ARC: Compiling Hundreds of Requirement Scenarios into A Runnable Web System

Large Language Models (LLMs) have improved programming efficiency, but their performance degrades significantly as requirements scale; when faced with multi-modal documents containing hundreds of scenarios, LLMs often produce incorrect implementations or omit constraints. We propose Agentic Requirement Compilation (ARC), a technique that moves beyond simple code generation to requirement compilation, enabling the creation of runnable web systems directly from multi-modal DSL documents. ARC generates not only source code but also modular designs for UI, API, and database layers, enriched test suites (unit, modular, and integration), and detailed traceability for software maintenance. Our approach employs a bidirectional test-driven agentic loop: a top-down architecture phase decomposes requirements into verifiable interfaces, followed by a bottom-up implementation phase where agents generate code to satisfy those tests. ARC maintains strict traceability across requirements, design, and code to facilitate intelligent asset reuse. We evaluated ARC by generating six runnable web systems from documents spanning 50-200 multi-modal scenarios. Compared to state-of-the-art baselines, ARC-generated systems pass 50.6% more GUI tests on average. A user study with 21 participants showed that novice users can successfully write DSL documents for complex systems, such as a 10K-line ticket-booking system, in an average of 5.6 hours. These results demonstrate that ARC effectively transforms non-trivial requirement specifications into maintainable, runnable software.

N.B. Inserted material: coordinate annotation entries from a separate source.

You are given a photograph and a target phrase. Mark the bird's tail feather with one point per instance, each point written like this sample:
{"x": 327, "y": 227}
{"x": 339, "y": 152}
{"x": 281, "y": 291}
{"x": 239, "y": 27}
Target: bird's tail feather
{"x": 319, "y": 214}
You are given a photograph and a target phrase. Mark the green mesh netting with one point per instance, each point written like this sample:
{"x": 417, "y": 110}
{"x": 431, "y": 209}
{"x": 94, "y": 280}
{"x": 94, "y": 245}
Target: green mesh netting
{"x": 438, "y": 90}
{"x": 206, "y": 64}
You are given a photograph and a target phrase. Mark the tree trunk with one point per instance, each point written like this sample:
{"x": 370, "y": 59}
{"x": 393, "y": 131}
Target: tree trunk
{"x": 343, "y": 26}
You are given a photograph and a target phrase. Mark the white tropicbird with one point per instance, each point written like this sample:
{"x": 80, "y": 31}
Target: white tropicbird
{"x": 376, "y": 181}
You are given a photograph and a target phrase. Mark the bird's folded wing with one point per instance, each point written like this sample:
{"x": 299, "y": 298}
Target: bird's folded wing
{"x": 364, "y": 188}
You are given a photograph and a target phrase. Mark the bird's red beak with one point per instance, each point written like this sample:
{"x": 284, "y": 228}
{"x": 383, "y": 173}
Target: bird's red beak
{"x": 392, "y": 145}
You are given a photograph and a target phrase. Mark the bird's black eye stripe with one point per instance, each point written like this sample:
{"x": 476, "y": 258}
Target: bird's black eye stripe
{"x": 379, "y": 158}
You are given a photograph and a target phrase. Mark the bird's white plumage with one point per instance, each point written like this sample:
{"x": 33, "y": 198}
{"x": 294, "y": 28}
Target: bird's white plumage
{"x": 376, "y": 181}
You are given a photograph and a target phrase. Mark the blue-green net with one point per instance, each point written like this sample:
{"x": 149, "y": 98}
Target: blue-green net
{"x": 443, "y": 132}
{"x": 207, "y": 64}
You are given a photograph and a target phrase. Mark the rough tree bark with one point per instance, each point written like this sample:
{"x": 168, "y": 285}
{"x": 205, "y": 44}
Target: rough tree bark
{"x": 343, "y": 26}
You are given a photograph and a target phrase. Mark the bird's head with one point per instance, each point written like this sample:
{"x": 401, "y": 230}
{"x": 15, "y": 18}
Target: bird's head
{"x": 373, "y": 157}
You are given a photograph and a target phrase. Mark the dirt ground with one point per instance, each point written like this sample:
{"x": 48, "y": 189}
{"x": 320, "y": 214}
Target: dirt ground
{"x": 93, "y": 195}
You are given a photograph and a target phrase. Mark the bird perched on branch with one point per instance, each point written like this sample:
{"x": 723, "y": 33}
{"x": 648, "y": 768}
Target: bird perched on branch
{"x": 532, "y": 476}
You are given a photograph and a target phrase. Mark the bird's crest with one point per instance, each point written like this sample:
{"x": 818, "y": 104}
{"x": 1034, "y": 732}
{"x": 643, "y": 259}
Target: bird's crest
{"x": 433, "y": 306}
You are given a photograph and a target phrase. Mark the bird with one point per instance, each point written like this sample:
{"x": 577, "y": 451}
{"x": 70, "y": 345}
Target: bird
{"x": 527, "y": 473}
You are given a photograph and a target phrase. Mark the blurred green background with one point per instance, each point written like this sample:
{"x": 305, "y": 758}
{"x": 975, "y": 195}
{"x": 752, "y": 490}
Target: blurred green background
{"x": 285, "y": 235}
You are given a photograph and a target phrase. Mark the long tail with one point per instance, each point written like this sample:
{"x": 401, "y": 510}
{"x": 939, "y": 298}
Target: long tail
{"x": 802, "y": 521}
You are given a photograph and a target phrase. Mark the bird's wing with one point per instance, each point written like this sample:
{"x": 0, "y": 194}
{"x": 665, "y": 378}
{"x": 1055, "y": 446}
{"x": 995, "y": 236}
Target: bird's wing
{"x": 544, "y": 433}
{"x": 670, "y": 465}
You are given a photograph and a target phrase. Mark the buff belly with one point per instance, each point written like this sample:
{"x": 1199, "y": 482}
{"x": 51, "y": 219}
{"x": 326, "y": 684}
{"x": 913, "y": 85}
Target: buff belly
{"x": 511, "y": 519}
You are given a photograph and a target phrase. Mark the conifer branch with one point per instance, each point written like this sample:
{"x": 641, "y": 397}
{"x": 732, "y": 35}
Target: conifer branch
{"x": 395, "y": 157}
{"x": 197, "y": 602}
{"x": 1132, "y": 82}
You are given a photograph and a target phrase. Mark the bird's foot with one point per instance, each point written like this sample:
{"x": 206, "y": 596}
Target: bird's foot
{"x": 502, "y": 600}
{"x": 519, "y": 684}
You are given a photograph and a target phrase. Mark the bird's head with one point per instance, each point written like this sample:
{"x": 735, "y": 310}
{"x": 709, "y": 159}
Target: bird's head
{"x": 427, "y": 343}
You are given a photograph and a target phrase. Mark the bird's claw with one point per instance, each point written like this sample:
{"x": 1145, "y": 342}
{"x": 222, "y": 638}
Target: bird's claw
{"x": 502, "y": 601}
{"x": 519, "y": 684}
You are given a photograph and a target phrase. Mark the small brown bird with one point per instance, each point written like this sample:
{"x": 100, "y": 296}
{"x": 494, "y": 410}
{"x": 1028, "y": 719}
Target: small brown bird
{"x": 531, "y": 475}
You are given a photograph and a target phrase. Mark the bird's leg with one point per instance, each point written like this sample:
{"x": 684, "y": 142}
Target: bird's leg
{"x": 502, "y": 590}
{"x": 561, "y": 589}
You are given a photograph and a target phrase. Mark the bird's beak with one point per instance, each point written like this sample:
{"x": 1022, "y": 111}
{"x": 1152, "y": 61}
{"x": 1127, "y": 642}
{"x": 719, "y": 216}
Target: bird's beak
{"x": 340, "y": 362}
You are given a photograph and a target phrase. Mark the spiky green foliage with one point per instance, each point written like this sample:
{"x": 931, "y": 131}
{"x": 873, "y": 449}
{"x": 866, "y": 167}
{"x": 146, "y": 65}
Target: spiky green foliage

翻译：大型语言模型（LLMs）虽已提升编程效率，但其性能会随需求规模扩大而显著下降；当面对包含数百个场景的多模态文档时，LLMs常产生错误实现或遗漏约束条件。我们提出Agentic Requirement Compilation（ARC）技术，该方法超越简单的代码生成，转向需求编译，能够直接从多模态DSL文档创建可运行的Web系统。ARC不仅生成源代码，还生成UI、API和数据库层的模块化设计、增强的测试套件（单元测试、模块测试与集成测试），以及支持软件维护的详细可追溯性。我们的方法采用双向测试驱动的智能体循环：自上而下的架构阶段将需求分解为可验证的接口，随后自下而上的实现阶段通过智能体生成满足测试的代码。ARC在需求、设计与代码间保持严格的可追溯性，以促进智能资产复用。我们通过从包含50-200个多模态场景的文档生成六个可运行Web系统来评估ARC。与最先进的基线方法相比，ARC生成的系统平均多通过50.6%的GUI测试。一项涉及21名参与者的用户研究表明，新手用户平均仅需5.6小时即可为复杂系统（如万行代码级的票务预订系统）成功编写DSL文档。这些结果表明，ARC能有效将非平凡的需求规约转化为可维护、可运行的软件。